I've had this, on a brompton, rear brake never has been good, adjusted pads, cables. Then finally traced it to the spring in the brake. Greased it and all good again. Did it on friday as finally got fed up of it catching on the rear wheel.

Alas it went again, could not find a replacement spring so had to buy a new brake, now all great.

If you can take the brake off, or without the readr wheel in, squeeze the brakes alarms together ( without the cable attached ) and see if it has any power. If not then it is the spring and possibly the cause of what you describe.

The rear brakes are not cheap at £30 but it looks like you are doing what I did and exploring all options first, which is good.


----------



## Kell (13 Jul 2017)

I took it all apart, cleaned everything, greased the little ferule on the spring, swapped pads and refitted everything.

I think it's because it doesn't work like other brakes and last time I checked it over, I must have overtightened the nut on the front. 
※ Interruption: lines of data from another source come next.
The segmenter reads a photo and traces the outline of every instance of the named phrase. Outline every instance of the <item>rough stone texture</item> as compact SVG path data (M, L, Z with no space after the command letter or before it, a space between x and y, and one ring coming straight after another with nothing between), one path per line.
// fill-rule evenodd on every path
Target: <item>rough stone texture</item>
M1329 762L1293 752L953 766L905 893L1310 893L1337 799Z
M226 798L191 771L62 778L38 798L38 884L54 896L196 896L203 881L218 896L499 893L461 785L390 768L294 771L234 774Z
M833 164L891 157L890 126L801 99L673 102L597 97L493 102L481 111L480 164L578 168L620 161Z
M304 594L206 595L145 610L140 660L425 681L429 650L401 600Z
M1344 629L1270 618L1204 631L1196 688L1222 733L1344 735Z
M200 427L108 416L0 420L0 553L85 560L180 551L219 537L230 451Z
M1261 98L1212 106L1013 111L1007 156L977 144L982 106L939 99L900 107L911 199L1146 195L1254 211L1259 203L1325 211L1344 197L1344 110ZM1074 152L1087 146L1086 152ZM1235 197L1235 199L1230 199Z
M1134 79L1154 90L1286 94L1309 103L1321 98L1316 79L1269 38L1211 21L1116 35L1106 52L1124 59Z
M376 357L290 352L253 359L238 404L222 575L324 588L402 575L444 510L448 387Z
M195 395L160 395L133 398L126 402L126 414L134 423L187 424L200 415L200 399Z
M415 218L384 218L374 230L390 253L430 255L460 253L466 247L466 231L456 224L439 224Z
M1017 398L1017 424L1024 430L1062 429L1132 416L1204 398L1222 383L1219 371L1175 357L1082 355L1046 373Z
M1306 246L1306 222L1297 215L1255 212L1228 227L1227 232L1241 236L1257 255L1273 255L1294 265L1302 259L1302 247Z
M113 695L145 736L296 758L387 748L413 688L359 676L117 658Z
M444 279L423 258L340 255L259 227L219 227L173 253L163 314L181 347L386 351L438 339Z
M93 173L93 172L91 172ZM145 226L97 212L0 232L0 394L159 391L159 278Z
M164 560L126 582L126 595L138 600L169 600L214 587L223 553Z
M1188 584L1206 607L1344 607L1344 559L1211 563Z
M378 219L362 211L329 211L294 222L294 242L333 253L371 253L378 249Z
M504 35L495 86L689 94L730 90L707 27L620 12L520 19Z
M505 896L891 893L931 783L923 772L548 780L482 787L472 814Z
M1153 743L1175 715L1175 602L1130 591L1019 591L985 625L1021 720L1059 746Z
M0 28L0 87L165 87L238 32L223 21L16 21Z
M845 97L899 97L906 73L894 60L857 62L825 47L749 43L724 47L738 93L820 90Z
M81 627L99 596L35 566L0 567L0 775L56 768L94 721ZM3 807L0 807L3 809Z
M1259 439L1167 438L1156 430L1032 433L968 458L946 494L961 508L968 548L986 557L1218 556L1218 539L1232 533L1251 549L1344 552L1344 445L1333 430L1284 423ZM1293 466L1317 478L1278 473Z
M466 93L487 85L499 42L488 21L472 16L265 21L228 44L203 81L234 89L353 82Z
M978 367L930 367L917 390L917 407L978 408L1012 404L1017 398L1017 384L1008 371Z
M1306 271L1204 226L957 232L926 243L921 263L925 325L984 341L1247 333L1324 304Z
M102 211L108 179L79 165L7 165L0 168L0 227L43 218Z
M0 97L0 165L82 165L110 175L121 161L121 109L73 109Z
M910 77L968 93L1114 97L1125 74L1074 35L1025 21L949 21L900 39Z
It's only really by taking it apart that I worked out how it works.


----------



## Phodges (12 Jul 2018)

I have a similar issue and am trying to find a diagram to assemble/disassemble the rear brakes. All I can find is the tech sheets on Brompton and they don’t have rear brakes


----------



## 12boy (17 Oct 2018)

I too, have had some issues with the rear brake insofar as the brake lever would not return fully to the non-braking position. I greased the cable, took the rear brake apart, cleaned and greased everything and although it sprang back just fine without the cable attached, with the cable it would not. Tried some v-brake levers that had a lever spring and the lever sprang back just fine, but the leverage provided or lack thereof, wouldn't provide much stopping power, especially on the front. So I went to my LBS and they provided the solution...Jagwire now has "pro" cable housing that doesn't bind the cable. This housing is "non-compression" in that it has straight wire as used on derailleur cable housing and spiral bands as does conventional brake housing so as to not compress under load and still bend well. The cable housing is teflon lined and I was told not to oil or grease the cable as this could cause binding. Here in the US the little caps that go over the ends of the cable housing are called ferrules and although ones big enough to go on the cable housing where it enters the brake will go into the brake arm fine, they will not go into the screwout housing on the lever itself. Jagwire now has a ferrule that fits the cable housing but goes to a smaller diameter on the lever end that will bottom out properly in screwout housing. I have the old style plastic housing levers and perhaps the 2013 and later ones contain a spring or will admit a regular ferrule, but this setup works very well for the plastic ones I have. I don't have any Jagwire stock, but thought I would pass this on to save someone else my frustration with rhe brake lever return.


----------



## chriscross1966 (21 Oct 2018)

Service rebuild kit www.ebay.com/itm/253905604800


----------